[Shootout-list] Perl k-nucleotide benchmark
Joel Hoffman
hoffmanj@pacifier.com
Thu, 24 Mar 2005 20:48:31 -0800
This is a multi-part message in MIME format.
--------------060401040800090603010802
Content-Type: text/plain; charset=ISO-8859-1; format=flowed
Content-Transfer-Encoding: 7bit
Sorry, I meant to write from this address that is actually subscribed to
the list. Please ignore my other one (from jahoffm@pdx.edu). Here it is
again:
I'd like to contribute a simple Perl implementation of the k-nucleotide
benchmark.
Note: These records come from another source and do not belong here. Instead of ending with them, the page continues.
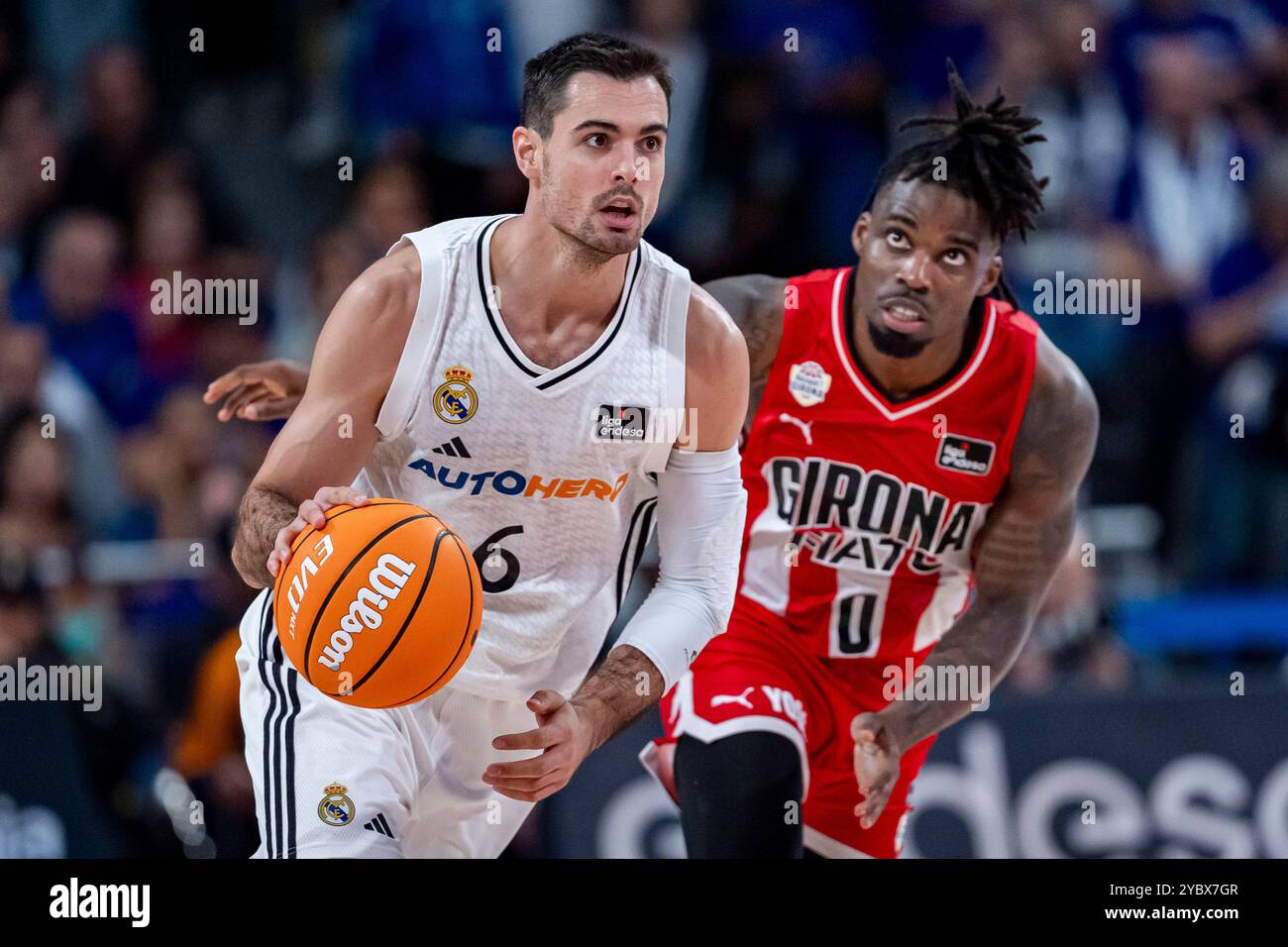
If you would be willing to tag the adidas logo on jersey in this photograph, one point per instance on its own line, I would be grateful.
(378, 825)
(452, 449)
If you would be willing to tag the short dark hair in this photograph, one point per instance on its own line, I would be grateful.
(545, 76)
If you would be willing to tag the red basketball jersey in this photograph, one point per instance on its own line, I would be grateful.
(862, 513)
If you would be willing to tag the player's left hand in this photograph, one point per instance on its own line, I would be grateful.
(876, 764)
(562, 733)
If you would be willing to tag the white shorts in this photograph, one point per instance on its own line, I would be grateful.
(334, 781)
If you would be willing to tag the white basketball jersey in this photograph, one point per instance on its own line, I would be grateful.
(545, 474)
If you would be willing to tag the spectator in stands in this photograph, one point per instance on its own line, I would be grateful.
(73, 298)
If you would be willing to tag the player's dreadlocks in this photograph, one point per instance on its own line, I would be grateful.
(984, 161)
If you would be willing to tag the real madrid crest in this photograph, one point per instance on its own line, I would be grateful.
(807, 382)
(335, 808)
(455, 401)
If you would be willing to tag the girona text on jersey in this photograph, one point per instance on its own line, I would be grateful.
(846, 517)
(863, 512)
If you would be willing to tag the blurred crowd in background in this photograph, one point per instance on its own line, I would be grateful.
(128, 157)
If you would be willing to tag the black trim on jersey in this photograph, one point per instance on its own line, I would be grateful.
(606, 342)
(292, 685)
(265, 624)
(970, 343)
(554, 375)
(283, 707)
(487, 304)
(644, 512)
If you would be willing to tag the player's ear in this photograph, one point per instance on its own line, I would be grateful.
(527, 153)
(861, 232)
(991, 275)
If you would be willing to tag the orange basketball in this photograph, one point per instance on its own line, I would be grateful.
(380, 607)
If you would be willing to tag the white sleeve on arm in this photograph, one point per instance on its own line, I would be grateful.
(700, 508)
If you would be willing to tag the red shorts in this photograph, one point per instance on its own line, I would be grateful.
(755, 680)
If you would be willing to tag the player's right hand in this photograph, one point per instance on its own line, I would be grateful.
(259, 390)
(312, 513)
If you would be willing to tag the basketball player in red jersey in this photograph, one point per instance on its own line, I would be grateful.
(913, 453)
(912, 467)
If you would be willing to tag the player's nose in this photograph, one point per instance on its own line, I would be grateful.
(625, 167)
(912, 272)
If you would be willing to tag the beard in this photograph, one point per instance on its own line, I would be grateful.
(590, 245)
(896, 344)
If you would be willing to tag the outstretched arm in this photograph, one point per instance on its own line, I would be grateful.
(1022, 541)
(755, 304)
(331, 433)
(268, 390)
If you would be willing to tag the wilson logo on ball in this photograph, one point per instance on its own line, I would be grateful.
(382, 585)
(382, 603)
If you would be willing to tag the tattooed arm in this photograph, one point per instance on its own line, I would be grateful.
(755, 304)
(1024, 539)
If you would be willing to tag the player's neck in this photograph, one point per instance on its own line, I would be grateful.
(901, 379)
(544, 279)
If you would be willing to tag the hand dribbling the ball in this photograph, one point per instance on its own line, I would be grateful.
(312, 513)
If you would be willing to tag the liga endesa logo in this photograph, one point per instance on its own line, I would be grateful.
(514, 483)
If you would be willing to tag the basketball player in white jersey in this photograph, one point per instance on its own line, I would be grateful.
(552, 386)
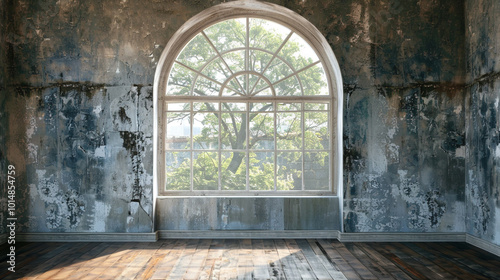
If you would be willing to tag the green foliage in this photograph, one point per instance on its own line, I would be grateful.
(219, 148)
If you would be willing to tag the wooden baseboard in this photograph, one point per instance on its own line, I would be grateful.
(87, 237)
(483, 244)
(257, 234)
(401, 237)
(248, 234)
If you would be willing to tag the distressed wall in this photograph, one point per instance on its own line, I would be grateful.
(482, 123)
(79, 124)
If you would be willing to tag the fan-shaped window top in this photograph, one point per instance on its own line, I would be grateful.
(248, 108)
(247, 57)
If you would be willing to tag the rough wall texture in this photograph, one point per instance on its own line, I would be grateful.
(78, 109)
(483, 116)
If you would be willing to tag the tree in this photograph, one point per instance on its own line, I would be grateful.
(284, 136)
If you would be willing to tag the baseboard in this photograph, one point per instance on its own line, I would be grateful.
(3, 238)
(87, 237)
(483, 244)
(247, 234)
(402, 237)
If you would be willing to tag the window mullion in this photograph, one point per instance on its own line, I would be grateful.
(302, 122)
(222, 59)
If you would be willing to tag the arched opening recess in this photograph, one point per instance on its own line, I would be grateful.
(230, 76)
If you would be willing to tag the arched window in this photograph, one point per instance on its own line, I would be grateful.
(248, 100)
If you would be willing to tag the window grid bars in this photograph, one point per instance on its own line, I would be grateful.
(247, 149)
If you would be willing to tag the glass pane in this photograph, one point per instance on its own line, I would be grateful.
(228, 34)
(261, 131)
(178, 170)
(258, 60)
(314, 81)
(277, 70)
(267, 35)
(196, 53)
(205, 131)
(178, 131)
(317, 106)
(316, 171)
(229, 92)
(288, 87)
(233, 130)
(261, 171)
(261, 107)
(205, 171)
(217, 71)
(233, 171)
(235, 60)
(289, 106)
(180, 80)
(316, 135)
(289, 171)
(298, 52)
(206, 87)
(262, 89)
(178, 106)
(205, 106)
(289, 129)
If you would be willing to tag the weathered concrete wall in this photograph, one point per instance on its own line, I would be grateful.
(404, 122)
(483, 119)
(78, 109)
(248, 213)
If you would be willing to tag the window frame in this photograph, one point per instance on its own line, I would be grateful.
(280, 15)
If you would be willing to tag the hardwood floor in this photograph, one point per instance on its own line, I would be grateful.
(250, 259)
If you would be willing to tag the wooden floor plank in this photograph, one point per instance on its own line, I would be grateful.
(317, 268)
(305, 270)
(375, 268)
(448, 263)
(332, 270)
(253, 259)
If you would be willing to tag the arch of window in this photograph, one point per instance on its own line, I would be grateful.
(233, 68)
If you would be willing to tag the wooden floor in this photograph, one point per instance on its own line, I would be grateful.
(250, 259)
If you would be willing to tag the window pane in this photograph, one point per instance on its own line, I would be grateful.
(261, 171)
(178, 170)
(316, 171)
(277, 70)
(205, 171)
(205, 106)
(298, 53)
(233, 171)
(205, 131)
(314, 81)
(289, 106)
(259, 60)
(217, 70)
(289, 129)
(262, 131)
(288, 87)
(196, 53)
(289, 171)
(267, 35)
(178, 131)
(235, 60)
(180, 80)
(316, 132)
(206, 87)
(228, 34)
(233, 130)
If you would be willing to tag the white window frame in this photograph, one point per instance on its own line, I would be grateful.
(272, 12)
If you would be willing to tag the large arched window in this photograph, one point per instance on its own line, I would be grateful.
(248, 102)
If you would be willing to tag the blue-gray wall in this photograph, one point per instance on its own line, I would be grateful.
(483, 119)
(77, 110)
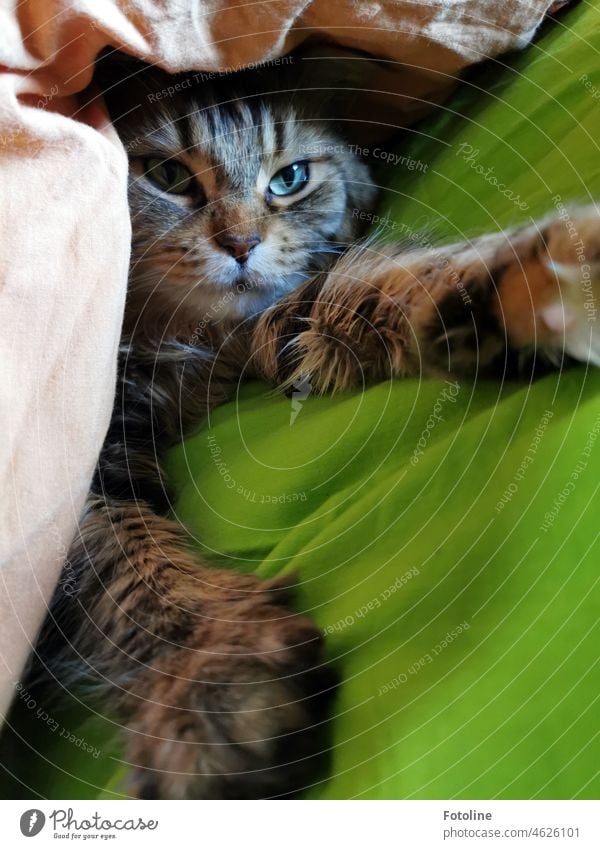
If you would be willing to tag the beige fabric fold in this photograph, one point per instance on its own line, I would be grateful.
(65, 228)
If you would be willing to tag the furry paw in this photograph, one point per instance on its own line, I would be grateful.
(241, 717)
(551, 300)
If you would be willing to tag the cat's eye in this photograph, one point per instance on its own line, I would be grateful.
(290, 180)
(168, 175)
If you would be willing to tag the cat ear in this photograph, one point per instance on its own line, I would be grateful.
(126, 82)
(348, 86)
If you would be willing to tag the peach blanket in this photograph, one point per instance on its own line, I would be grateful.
(65, 227)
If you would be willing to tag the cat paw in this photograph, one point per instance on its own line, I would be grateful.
(550, 299)
(240, 718)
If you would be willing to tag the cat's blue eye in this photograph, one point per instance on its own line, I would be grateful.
(290, 179)
(168, 175)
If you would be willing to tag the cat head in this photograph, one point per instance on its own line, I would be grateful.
(241, 185)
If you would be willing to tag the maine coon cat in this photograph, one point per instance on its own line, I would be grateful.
(246, 260)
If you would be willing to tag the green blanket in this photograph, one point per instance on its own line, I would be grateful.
(445, 534)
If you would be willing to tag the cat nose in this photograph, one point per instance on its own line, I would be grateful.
(238, 247)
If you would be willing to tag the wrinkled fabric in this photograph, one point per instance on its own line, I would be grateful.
(65, 226)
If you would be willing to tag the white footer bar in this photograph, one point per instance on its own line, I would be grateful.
(297, 824)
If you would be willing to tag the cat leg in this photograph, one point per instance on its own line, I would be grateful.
(460, 309)
(221, 688)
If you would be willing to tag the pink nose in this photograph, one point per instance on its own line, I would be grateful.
(238, 247)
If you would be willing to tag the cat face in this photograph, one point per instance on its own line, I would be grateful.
(236, 195)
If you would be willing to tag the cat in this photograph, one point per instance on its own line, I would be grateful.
(247, 259)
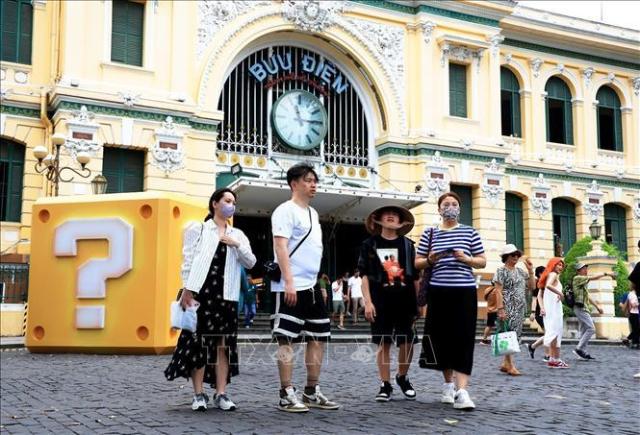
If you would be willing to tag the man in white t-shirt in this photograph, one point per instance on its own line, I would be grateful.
(355, 292)
(300, 313)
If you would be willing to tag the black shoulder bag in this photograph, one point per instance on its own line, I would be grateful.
(272, 269)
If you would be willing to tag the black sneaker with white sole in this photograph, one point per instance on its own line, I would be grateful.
(384, 395)
(406, 387)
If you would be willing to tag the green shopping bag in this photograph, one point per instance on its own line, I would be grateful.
(504, 342)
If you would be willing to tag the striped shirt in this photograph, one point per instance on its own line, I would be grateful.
(448, 271)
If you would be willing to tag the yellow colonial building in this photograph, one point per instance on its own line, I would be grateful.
(531, 117)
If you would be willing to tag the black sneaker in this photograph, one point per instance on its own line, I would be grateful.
(406, 387)
(384, 395)
(580, 354)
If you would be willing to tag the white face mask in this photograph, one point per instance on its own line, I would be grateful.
(450, 213)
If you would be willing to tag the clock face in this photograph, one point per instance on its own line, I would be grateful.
(299, 120)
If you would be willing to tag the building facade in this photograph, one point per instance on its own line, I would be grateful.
(531, 117)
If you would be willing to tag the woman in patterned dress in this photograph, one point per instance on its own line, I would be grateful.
(511, 284)
(213, 255)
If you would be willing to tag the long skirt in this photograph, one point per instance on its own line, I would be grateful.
(449, 329)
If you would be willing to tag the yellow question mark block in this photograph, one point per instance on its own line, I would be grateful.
(104, 270)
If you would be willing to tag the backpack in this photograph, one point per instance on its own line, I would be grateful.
(569, 296)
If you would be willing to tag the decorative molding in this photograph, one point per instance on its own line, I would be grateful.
(492, 186)
(540, 199)
(213, 15)
(129, 99)
(427, 28)
(587, 73)
(593, 204)
(567, 53)
(460, 53)
(312, 15)
(495, 41)
(535, 66)
(437, 176)
(194, 122)
(636, 85)
(167, 158)
(396, 7)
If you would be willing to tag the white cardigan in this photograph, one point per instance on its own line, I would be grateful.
(200, 243)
It could probably be substantially improved, but it seems to
work!
Joel
--------------060401040800090603010802
Content-Type: application/x-perl;
name="nucleotides.pl"
Content-Transfer-Encoding: 7bit
Content-Disposition: inline;
filename="nucleotides.pl"
#!/usr/bin/perl
# The Great Computer Language Shootout
# http://shootout.alioth.debian.org/
# k-nucleotide count benchmark
# contributed by Joel Hoffman, 2005-03-24
use strict;
my @keys;
my $sequence = "";
$/ = "\n>"; # Input Record Separator
while (defined(my $l = <>)) {
if (uc substr($l,0,5) eq 'THREE') {
chomp $l;
my @l = split /\n+/, $l;
$sequence = uc join("",grep $_ !~ /^;/, @l[1..$#l]);
last;
}
}
for my $n (1,2,3,4,6,12,18) {
for my $i (0..(length $sequence) - $n) {
$keys[$n]{substr($sequence,$i,$n)}++;
}
}
for my $i (1,2) {
printf "%s %4.2f\n",$_,(100 * $keys[$i]{$_})/(length $sequence)
for sort { $keys[$i]{$b} <=> $keys[$i]{$a} or $a cmp $b }
keys %{$keys[$i]};
print "\n";
}
printf "%d\t%s\n", $keys[length $_]{$_}, $_
for qw<GGT GGTA GGTATT GGTATTTTAATT GGTATTTTAATTTATAGT>;
--------------060401040800090603010802--